The authors close by refuting several arguments for retaining high denomination notes.  I found this comment in the section under "High Denomination Notes as a Way to Save or Hoard" particularly interesting:
 
"There may well be some legitimate hoarding or saving driven through fears of calamities such as the collapse of the banking system, societal breakdown, or cybercrime. There was some evidence of increased demand for high denomination notes in the wake of the financial crisis in 2008. However, the question is whether issuing high denominations represents a sensible policy response to such fears. For example, if people are holding high denomination notes to protect themselves against the risk of the banking system collapsing, surely deposit guarantee schemes and robust prudential regulation represent a more effective response? Moreover, if what we are talking about is normal people hoarding relatively small amounts of money (tens of thousands not millions) in safes in their own homes, then the added inconvenience of holding smaller denominations is probably a price worth paying for the benefits of eliminating high denominations.
 
There may also be hoarding or saving driven by libertarian antipathy towards institutions like banks and governments. For example, Hennigsen at the Centre for Research on Globalisation: “It has long been the dream of collectivists and technocratic elites to eliminate the semi-unregulated cash economy and black markets in order to maximize taxation and to fully control markets…If the cashless society is ushered in, they will have near complete control over the lives of individual people”. Discounting the hyperbole, there is a legitimate concern about the extent to which official scrutiny of electronic payment transactions might infringe civil liberties and the right to privacy. Yet we face this issue already. Most people’s savings and higher value transactions are potentially subject to scrutiny because they are conducted and held within the banking system. Yet if society has decided that this is something we are prepared to tolerate to tackle financial crime, then it would seem perverse not to extend such scrutiny to the self-selected subset of the population that use high denomination notes to transact and save." my bold 
 
Given all of this data, much of which is basically very rough estimates given that it is impossible to quantify the use of illicit cash, the authors recommend the following:
 
 "Our proposal is to eliminate high denomination, high value currency notes, such as the €500 note, the $100 bill, the CHF1,000 note and the £50 note.
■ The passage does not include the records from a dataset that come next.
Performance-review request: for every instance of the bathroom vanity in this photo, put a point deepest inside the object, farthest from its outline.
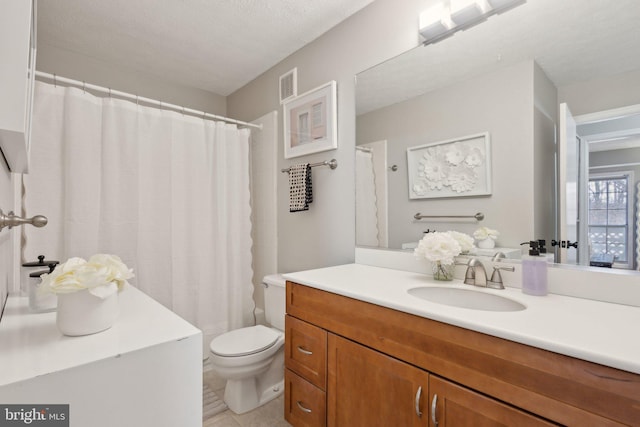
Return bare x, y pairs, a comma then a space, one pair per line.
360, 349
146, 370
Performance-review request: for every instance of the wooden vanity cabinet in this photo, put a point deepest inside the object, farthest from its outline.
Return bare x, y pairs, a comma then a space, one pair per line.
378, 358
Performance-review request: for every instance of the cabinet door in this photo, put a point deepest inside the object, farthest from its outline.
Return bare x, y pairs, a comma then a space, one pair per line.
306, 351
368, 388
456, 406
305, 405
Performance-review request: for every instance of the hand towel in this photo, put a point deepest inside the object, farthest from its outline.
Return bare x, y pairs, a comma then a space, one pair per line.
300, 190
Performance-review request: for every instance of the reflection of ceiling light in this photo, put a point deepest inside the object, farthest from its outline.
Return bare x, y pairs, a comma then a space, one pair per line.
442, 20
435, 21
463, 11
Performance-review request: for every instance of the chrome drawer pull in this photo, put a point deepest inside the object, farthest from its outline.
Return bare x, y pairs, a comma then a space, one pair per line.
433, 410
418, 394
302, 408
303, 351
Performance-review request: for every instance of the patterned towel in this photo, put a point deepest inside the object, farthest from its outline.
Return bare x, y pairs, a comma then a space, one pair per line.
300, 191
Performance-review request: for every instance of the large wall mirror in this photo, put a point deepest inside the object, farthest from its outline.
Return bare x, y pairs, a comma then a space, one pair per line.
507, 78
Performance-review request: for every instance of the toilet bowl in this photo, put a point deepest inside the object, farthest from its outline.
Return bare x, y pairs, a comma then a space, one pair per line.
251, 359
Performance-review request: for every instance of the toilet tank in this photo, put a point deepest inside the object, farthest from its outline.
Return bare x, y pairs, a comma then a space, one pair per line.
274, 300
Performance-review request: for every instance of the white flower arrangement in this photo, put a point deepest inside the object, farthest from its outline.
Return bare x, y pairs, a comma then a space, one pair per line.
103, 275
483, 233
464, 240
438, 247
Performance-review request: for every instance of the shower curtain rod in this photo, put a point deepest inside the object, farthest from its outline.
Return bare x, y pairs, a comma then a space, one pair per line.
136, 98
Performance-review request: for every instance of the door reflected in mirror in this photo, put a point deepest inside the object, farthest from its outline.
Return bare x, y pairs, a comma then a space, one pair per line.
508, 77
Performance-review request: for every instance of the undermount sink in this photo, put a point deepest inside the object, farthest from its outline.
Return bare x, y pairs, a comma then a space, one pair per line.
466, 298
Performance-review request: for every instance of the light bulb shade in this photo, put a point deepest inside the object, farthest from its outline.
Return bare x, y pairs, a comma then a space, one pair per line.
434, 22
464, 11
503, 4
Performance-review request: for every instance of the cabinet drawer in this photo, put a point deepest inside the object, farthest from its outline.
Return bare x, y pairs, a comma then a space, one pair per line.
306, 351
305, 405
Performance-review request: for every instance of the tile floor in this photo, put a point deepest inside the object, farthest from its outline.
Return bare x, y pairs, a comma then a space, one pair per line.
269, 415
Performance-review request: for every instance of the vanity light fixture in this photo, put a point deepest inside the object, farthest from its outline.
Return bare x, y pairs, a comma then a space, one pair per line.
445, 18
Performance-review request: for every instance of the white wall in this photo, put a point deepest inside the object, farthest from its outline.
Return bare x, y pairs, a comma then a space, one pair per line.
602, 94
264, 215
6, 235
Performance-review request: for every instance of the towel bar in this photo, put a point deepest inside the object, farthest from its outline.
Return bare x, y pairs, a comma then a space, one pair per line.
479, 216
333, 163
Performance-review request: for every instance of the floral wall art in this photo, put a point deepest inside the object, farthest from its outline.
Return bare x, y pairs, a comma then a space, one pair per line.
454, 168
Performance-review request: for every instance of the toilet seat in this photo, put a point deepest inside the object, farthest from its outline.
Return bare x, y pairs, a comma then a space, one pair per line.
244, 341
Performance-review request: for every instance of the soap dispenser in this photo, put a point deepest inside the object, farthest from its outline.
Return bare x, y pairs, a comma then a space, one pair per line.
534, 270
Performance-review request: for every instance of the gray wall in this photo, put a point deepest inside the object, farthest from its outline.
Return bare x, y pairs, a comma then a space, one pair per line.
602, 94
325, 235
500, 103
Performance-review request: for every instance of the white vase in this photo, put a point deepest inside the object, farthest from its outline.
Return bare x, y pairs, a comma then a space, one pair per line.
486, 243
82, 313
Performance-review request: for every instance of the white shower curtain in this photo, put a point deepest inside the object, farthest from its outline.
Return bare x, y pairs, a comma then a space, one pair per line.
366, 207
167, 193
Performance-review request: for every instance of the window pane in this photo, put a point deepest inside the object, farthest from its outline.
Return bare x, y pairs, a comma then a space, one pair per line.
617, 200
608, 215
598, 217
617, 217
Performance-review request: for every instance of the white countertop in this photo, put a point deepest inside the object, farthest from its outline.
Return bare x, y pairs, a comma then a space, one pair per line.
595, 331
31, 345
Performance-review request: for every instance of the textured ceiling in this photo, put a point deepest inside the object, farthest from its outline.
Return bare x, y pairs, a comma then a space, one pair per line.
215, 45
572, 40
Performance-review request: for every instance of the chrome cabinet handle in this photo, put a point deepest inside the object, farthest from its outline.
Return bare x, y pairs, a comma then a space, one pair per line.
303, 351
434, 417
418, 394
302, 408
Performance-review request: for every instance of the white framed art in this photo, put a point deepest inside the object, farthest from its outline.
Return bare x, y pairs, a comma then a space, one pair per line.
310, 122
459, 167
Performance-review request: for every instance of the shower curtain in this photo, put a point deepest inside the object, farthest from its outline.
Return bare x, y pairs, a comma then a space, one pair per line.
366, 208
167, 193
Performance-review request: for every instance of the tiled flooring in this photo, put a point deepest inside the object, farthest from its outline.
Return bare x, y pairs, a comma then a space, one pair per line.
269, 415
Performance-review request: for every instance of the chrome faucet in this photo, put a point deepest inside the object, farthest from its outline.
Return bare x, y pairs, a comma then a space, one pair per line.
475, 275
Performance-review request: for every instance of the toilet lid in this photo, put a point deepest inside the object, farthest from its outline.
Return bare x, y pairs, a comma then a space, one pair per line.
245, 341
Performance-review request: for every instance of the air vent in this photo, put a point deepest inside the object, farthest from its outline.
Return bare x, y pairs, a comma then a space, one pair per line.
288, 85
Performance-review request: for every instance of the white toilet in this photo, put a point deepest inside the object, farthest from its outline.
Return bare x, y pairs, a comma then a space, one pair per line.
252, 359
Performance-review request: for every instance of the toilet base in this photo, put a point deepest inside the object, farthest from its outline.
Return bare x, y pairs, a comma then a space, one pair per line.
241, 396
244, 395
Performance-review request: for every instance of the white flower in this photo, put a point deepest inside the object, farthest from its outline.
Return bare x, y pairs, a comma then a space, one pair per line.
455, 155
475, 157
438, 247
483, 233
464, 240
461, 180
102, 275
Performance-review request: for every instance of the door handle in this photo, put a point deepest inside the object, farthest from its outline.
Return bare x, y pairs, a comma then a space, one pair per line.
434, 404
303, 351
418, 394
302, 408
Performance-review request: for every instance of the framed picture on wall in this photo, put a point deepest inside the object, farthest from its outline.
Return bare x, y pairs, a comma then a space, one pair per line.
459, 167
310, 122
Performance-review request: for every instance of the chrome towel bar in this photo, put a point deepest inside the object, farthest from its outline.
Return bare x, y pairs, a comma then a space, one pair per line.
11, 220
478, 217
333, 163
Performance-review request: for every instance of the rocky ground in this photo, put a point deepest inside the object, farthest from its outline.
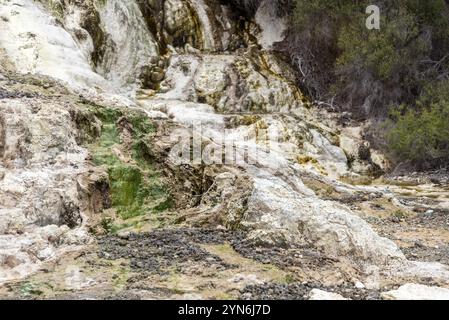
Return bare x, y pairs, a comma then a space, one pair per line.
95, 203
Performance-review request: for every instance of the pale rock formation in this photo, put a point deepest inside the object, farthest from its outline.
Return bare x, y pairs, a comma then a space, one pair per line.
412, 291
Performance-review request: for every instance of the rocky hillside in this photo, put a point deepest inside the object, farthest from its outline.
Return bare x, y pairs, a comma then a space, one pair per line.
162, 149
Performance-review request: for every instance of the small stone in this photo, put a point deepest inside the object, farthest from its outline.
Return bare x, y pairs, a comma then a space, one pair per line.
317, 294
11, 262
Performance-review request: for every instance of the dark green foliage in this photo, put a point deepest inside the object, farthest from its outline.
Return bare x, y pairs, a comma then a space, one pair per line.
372, 72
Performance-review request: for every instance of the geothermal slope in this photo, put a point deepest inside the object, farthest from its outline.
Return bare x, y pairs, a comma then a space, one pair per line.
104, 104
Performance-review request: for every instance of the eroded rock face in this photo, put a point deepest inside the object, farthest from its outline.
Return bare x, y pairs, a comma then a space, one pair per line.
193, 61
41, 162
412, 291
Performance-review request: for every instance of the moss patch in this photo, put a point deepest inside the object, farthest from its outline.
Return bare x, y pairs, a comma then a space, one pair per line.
135, 185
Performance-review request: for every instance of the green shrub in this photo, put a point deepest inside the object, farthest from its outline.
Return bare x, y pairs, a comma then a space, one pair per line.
421, 134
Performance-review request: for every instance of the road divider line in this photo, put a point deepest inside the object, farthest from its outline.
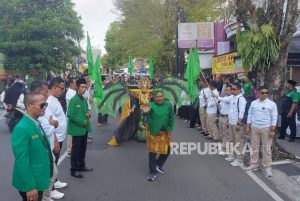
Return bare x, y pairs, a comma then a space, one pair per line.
62, 158
264, 186
281, 162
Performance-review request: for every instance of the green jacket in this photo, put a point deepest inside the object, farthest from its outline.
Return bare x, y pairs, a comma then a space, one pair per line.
32, 168
77, 110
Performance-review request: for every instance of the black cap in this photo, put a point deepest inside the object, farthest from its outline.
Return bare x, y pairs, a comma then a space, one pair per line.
80, 81
292, 82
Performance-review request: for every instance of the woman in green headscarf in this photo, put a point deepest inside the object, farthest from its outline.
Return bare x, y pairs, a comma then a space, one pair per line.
160, 123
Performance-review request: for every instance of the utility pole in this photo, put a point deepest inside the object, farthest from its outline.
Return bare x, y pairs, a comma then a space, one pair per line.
180, 59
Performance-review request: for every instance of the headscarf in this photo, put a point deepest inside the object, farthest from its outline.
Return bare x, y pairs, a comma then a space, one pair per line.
157, 91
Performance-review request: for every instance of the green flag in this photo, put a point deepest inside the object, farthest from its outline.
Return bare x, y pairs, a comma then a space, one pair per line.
192, 73
98, 94
151, 69
89, 57
130, 66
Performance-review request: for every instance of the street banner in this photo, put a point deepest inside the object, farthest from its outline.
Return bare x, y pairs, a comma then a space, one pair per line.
191, 35
226, 64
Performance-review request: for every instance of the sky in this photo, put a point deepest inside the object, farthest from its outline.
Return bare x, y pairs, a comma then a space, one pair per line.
96, 17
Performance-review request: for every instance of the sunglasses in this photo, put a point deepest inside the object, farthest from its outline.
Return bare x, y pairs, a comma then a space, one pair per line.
61, 88
43, 105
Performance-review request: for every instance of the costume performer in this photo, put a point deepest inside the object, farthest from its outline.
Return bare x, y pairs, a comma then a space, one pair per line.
160, 123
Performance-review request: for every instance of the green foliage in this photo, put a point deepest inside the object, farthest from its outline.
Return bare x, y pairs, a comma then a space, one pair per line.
39, 36
258, 50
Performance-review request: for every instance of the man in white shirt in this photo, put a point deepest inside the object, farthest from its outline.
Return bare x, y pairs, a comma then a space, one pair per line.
224, 107
203, 95
69, 95
235, 117
211, 112
54, 109
87, 96
49, 126
261, 124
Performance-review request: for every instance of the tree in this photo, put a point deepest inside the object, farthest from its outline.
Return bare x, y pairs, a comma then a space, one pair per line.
115, 55
280, 17
39, 36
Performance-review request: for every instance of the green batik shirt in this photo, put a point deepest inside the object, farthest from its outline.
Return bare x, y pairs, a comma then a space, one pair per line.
293, 94
160, 117
248, 88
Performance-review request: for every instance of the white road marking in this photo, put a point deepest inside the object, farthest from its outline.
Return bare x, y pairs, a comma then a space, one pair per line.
263, 185
62, 158
281, 162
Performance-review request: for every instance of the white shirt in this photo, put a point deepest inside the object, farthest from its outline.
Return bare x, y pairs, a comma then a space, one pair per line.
185, 98
69, 95
87, 96
49, 130
236, 111
203, 95
212, 103
55, 110
262, 114
225, 104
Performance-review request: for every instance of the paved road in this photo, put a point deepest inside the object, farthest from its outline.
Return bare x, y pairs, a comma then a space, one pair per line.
120, 173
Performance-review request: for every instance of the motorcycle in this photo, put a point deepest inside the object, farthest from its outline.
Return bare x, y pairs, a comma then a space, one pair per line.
13, 116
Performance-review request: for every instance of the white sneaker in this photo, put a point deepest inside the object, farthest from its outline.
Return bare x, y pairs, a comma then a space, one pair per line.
268, 172
56, 195
236, 163
59, 185
230, 158
252, 167
221, 153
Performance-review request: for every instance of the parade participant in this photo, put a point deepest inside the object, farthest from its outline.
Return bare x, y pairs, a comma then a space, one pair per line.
235, 117
87, 96
261, 124
33, 166
49, 126
211, 112
204, 93
248, 89
102, 118
160, 121
288, 110
55, 110
224, 107
69, 95
78, 126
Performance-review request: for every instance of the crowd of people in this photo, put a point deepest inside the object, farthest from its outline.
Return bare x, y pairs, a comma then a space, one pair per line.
224, 113
233, 112
51, 114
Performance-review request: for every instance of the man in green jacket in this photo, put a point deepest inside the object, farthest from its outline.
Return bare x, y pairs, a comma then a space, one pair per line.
33, 166
78, 127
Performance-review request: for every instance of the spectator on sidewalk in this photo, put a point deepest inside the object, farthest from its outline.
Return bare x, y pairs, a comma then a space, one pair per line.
69, 95
235, 117
288, 110
48, 126
211, 112
33, 166
261, 124
55, 110
78, 126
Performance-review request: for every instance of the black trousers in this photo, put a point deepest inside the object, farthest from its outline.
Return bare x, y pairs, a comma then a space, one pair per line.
78, 152
102, 118
193, 116
154, 161
288, 122
58, 154
24, 197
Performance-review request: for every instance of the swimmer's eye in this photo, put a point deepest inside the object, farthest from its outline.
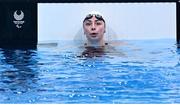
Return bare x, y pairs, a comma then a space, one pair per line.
87, 24
98, 23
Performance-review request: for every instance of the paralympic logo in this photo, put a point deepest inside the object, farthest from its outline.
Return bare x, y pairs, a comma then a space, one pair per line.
19, 18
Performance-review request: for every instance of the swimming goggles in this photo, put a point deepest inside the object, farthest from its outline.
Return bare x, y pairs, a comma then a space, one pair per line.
89, 16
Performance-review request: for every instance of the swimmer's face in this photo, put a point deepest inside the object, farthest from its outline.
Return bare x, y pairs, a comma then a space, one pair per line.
94, 29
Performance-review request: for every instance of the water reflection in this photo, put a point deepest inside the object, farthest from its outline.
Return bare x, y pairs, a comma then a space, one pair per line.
19, 73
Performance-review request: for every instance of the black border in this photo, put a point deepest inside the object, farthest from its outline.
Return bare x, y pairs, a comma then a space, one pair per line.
108, 1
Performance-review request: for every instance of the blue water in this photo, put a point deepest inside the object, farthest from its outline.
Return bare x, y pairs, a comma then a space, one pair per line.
146, 71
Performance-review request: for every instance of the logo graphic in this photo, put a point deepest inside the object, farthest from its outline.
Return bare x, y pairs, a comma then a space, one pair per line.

Such notes are the preferred payment mechanism of those pursuing illicit activities, given the anonymity and lack of transaction record they offer, and the relative ease with which they can be transported and moved."
 
While the authors present a thorough argument for abolishing what can only be considered relatively high denomination notes, particularly the U.S. $100 bill, when taken into context with the current negative interest rate policy trial balloons being floated by the world's central bankers, any moves to abolishing these notes could be the top of the slippery slope that leads to an eventual end to cash of all forms.